If the stakes are high for Stein and the Actors’ Playhouse, they are even higher for Kagan. For him, it is “all in” and the fulfillment of a dream – albeit one late in the life of an insurance agent for Hollywood stars. Not only did he compose the music, he had to advance the entire process, including intense pre-production workshops in New York’s theater district this summer.

“I’ve always been involved in theater, and I’ve had ideas for musicals, like one I tried to do for I Love Lucy,” says Kagan, who has served on numerous theatrical boards, including L.A.’s Center Theater Group, the largest non-profit theater company in the U.S. (Children of a Lesser God, Angels in America). “But this was never a dream of mine, to create a show and write the score for it.”

Having committed to the idea, however, Kagan has spared no expense in bringing talent to cast and crew. He already had a huge Rolodex of contacts from his early years producing Broadway shows (he was twice nominated for Tony’s as a producer), compounded by decades of hobnobbing with the Hollywood elite as an insurance salesman.

In addition to the technical directors for sound, light, dance, set design and lyrics, the band itself is laden with talent; one worked with Celia Cruz, one with Tito Puente, another with Gloria Estefan. “This will be the hottest band to ever play a Broadway show,” says Kagan. To help with the orchestration, Kagan called on Larry Blank, the famed composer, arranger and conductor who received three Tony nominations for his orchestrations of Catch Me if You Can, White Christmas and The Drowsy Chaperone.

“I met him in the Hamlisch days,” says Kagan. “I called him and said, ‘I’ve written a score.’ He said, ‘But, you’re an insurance salesman!’” He humored me by listening to one song and in the middle of it said, ‘That’s it.

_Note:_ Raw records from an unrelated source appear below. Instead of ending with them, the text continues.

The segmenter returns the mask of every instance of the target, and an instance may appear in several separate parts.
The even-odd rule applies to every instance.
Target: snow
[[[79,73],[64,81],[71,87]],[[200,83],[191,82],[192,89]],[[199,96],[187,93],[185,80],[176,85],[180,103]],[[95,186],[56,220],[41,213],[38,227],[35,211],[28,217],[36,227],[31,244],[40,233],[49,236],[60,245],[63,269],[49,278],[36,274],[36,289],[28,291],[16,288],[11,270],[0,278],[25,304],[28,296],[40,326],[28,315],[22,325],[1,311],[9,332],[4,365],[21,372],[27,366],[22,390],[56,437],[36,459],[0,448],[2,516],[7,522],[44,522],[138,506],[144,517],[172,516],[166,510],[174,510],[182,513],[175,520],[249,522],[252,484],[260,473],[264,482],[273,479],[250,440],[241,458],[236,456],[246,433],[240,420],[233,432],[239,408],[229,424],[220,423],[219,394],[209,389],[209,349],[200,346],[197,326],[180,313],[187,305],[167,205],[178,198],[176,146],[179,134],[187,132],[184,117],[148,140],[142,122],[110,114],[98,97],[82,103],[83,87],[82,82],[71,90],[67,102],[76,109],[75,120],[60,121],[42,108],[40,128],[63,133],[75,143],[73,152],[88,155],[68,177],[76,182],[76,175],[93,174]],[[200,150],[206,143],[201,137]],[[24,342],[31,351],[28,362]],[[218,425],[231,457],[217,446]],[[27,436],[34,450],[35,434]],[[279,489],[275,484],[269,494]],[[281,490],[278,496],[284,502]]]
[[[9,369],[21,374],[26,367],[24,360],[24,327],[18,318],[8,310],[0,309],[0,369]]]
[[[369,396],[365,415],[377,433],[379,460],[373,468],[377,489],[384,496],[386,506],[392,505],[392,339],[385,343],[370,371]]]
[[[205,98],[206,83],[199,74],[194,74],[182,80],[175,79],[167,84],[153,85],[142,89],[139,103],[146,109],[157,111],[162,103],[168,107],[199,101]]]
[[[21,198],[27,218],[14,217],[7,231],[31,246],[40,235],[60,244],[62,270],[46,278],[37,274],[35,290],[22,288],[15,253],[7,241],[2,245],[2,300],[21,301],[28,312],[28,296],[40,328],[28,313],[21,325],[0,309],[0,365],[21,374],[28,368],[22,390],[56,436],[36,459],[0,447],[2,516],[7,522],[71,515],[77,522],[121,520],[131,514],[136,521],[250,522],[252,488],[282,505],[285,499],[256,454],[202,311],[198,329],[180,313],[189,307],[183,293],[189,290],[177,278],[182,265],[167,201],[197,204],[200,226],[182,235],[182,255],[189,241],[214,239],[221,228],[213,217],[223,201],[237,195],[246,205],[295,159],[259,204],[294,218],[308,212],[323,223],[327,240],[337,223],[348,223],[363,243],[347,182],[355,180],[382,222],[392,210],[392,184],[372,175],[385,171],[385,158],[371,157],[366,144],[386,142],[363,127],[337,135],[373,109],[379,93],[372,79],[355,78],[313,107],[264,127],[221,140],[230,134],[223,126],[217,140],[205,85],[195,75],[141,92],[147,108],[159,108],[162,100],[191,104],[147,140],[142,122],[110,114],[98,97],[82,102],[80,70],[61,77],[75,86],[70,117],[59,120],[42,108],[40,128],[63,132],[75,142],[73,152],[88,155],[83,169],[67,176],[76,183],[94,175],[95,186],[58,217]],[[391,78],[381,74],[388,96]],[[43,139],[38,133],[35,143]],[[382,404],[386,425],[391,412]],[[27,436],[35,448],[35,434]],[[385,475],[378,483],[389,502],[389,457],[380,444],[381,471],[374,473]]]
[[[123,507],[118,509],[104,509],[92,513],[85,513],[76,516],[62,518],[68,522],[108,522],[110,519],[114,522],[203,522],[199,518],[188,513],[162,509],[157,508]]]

I’m in.” Blank’s orchestrations (and the script) were reviewed by Miami music legend Luis Serrano, a music historian in his own right who Kagan calls his “Cuban music authenticator.” Then there is Tony Seepersad, the band’s director, who is also a concert violinist and member of the Miami Symphony and Florida Grand Opera.

“In addition to them, we have 19 actors and dancers in the cast, and another 30 people from our production side, and the Actors’ Playhouse has about ten. And that doesn’t include theater staff, like ushers. It’s a big production.”

The real question, says Kagan, is whether enough people will come to the show. “I just have to get people to know about it, and to fill the seats,” he says. If they do, they will be exposed to a musical performance that is lyrical, melodic, beautiful and moving – and, to an authentic event. One of the elements that Torres added to the production was the idea that the Miracle Theater will become the Havana Music Hall.

“Our pre-show and after-show is something to come and experience,” says Torres. “It is an immersive element that I created for people to take in as part of the Havana Music Hall, from the moment they arrive in the front of the marque.” For those who go inside and see the show, she says, “It is a story of love, hope and redemption. The love of Havana, the hope that you can express yourself through music, and the redemption for those who had to stay and endure in Cuba. But I can’t give that part away. That is part of the discovery of going to see it.”